Another suggestion, do you think it would do any good to put a folding screen between the two beds so they can't see each other? I know they'd still be able to hear, but maybe a physical barrier would give more of a sense of being 'separate'.

Pancake2015 Wed 06-Jan-16 05:13:46

Its not that i dont want to give consequences. It doesnt feel right because they should be sleeping, imo. For 5 and 7, they know bedtime, they know morning time. They were doing this. I was forever telling people how i have been lucky as they have been brilliant sleepers! Theyre making up for it now! That makes me feel like we have gone backwards.

It also doesnt feel right as i have found i really cannot do it. I go in their bedroom feeling like im going to handle this, and then realise that i havent. It adds to the frustration. I hate shouting at them, as it is so far away from what i would like and thats what i end up doing because im fed up of it, so i feel defeated instantly.

I have given up in a sense due to exhaustion, i suppose. I need to find some energy and will power to tackle this.

Pancake2015 Wed 06-Jan-16 05:18:00

Brilliant ideas with the homework stuff and the folding screen. The folding screen could be used as something to play with though, but it might work!

I did bring them down a couple of weeks ago and made them stay up a couple of hours downstairs just sitting there watching what i was watching on tv. They werent fazed in the slightest

AcrossthePond55 Wed 06-Jan-16 05:30:50

But if you start the night with them knowing what to expect then it's just a matter of enforcing it.

"Alright Buford and Ulysses, it's bedtime. We've talked before about staying in bed and being quiet because you need your sleep. If I hear any whispers or if either of you get out of bed tonight, then tomorrow there will be no TV/pudding/screentime/whatever."

Cue noise. You walk in and say sternly but not shouting "Alright, I warned you. I said no noise/jumping about and you didn't listen. You know what that means, tomorrow there will be no <whatever>. If I hear it again it will be two nights. Now settle down and go to sleep". Shut the door, walk away.

This isn't going to work overnight, but if you handle it calmly and carry through the next day they'll soon get the message.

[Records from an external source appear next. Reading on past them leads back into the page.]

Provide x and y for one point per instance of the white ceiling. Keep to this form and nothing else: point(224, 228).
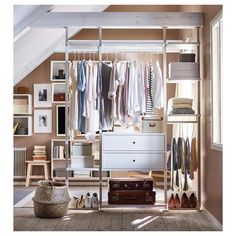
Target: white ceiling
point(33, 46)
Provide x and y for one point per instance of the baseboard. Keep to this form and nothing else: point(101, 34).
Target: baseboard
point(213, 219)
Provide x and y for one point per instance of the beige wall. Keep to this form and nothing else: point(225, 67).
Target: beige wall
point(211, 160)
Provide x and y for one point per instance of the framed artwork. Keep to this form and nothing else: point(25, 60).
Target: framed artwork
point(60, 120)
point(43, 121)
point(42, 95)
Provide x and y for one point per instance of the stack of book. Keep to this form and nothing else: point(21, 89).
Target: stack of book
point(39, 153)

Mistigri Wed 06-Jan-16 05:34:50

You can't MAKE children sleep, but you can make it the best option by making staying awake less attractive.

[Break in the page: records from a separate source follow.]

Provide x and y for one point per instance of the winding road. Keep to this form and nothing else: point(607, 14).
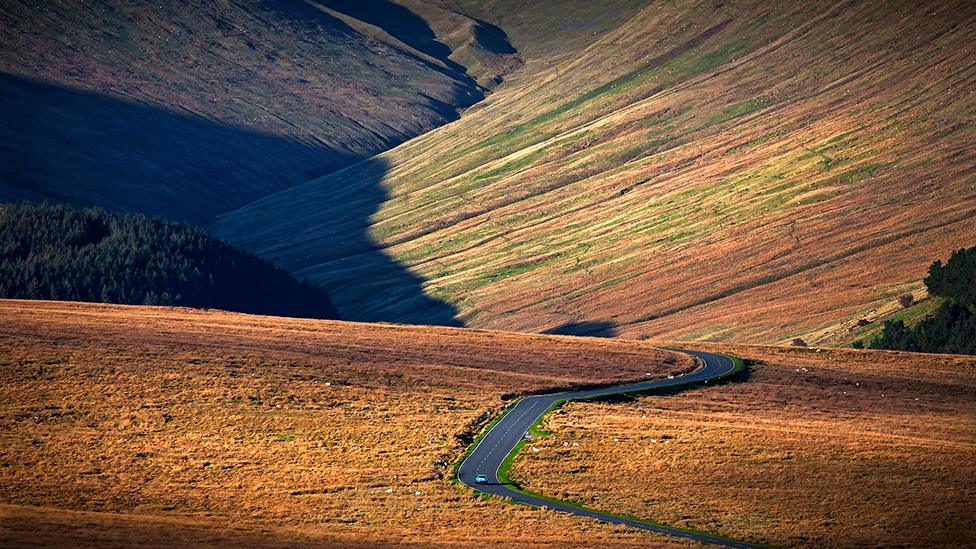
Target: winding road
point(487, 457)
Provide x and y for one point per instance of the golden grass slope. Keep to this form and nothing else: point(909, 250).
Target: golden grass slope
point(817, 449)
point(129, 426)
point(735, 171)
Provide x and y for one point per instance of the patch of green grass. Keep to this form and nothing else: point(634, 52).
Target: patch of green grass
point(504, 469)
point(910, 316)
point(735, 111)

Are they putting the light on? Take out the bulb. Remove toys from their room. Make sure there is nothing to do, no reason to get out of bed and crash around.

When dd did this and disturbed her brother, I very occasionally got her up and had her sit with nothing to do somewhere I could keep an eye on her. She quickly decided that going to bed and going back to sleep was preferable.

Finally, while I don't agree with punishing children for not sleeping, losing privileges for waking other people is perfectly acceptable!